Love hurts... sometimes. →[More:]On the advice of a few mefites after I had posted a question on AskMe about whether people still believed in true love, and getting a good reality check on what and how it is that you find it--I decided I'd make the plunge into that gaping dark hole of relationships and find out what's out there for me. So, what'd I do--simple--I logged onto a couple of Matrimonial sites (two actually), created a profile describing myself as accurately as I could, and posting a picture of myself which I thought was reasonably attractive. And then--I waited... oh, boy did I wait. The first few hours were intense... who would contact me--what would they be expecting, and more importantly--what if I had no interest in them.
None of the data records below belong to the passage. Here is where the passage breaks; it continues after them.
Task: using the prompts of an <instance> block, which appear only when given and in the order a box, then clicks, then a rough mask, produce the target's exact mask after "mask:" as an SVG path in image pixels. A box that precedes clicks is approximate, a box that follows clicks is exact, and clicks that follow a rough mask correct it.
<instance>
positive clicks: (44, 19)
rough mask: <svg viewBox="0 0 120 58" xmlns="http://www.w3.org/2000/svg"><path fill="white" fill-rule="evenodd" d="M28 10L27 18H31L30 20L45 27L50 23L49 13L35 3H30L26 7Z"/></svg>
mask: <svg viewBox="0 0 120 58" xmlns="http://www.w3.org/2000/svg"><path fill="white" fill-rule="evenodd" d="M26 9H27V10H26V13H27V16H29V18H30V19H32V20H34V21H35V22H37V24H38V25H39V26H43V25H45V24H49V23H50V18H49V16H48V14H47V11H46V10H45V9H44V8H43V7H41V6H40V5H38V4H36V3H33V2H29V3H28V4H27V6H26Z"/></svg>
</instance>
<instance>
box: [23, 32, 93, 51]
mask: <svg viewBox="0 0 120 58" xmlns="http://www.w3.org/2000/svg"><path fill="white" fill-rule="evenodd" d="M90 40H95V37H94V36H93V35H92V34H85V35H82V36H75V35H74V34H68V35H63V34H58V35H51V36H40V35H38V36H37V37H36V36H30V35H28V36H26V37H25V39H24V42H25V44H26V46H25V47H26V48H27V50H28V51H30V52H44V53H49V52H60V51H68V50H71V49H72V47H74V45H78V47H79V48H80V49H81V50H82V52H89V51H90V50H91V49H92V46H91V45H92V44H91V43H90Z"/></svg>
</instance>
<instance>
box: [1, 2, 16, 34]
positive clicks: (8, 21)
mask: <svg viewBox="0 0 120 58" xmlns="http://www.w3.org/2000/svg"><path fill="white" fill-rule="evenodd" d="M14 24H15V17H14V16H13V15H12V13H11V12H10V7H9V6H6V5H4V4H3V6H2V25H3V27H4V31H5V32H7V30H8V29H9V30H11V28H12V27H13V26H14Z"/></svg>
How the hell do you break that to a person. Oh my god--what had I done!
Did I just end up creating the biggest blunder of my life. I knew this dating thing wasn't for me--too much Pressure. Is there a delete button somewhere that I can use to cancel my membership... argggggh! Too late--someone's already scoping out my info. Oh god--who is this person--okay--it looks like you can access their profiles as well and take a look at the person who is checking you out. Hm, here goes nothing--*fingers crossed*
Oh lord, what have I done!? No, no--please don't show any interest in me--you're really not my type--not even close, and if you send me a buzz or something I don't think I'll have the heart to decline your offer by pressing that little heart button with a crack on it signifying my decline. No--no--don't press it! Don't press it!! Oh, great--you pressed it. Wonderful--that's just marvelous. Now what am I supposed to do. Okay, maybe there's a very nice and easy and soothing way to do this so that nobody ends up getting hurt (why does this smack of every teenage movie I've seen where the girl or guy is going to get dumped and the dumper is afraid of hurting the dumpee's feelings). Man--I'm such an ass.
Hold on, what's this--okay--so it wasn't the girl who was buzzing me--but her guardian/parent. Alright--that's a bit of a relief, even though dealing with parents can be a bit tricky, but at least you don't have to approach the person in question and talk to them face-to-face. And besides--she wouldn't even know about it; I'm sure her parents wouldn't tell her about all the prospects she's missed out on (hopefully!).
And hey--there's something else that the person has left for me in his message--oh, how kind of them. Let's see... okay--alright--hmmmm... what!? "My parents made a mistake having me". What the??? Where the heck did that come from... am I reading this right...? Oh, okay--I see what the problem is--the guy obviously read the paragraph that I wrote about my relationship with my parents and assumed that the honesty with which I depicted it as being a little rough up until recently wasn't something that a "good" muslim son does. Well, whatever. (The nerve of this guy to first lecture me on how to post a profile, and then to actually try and show interest in me as a soon-to-be son-in-law... No thanks--Never-to-be Dad-in-law!)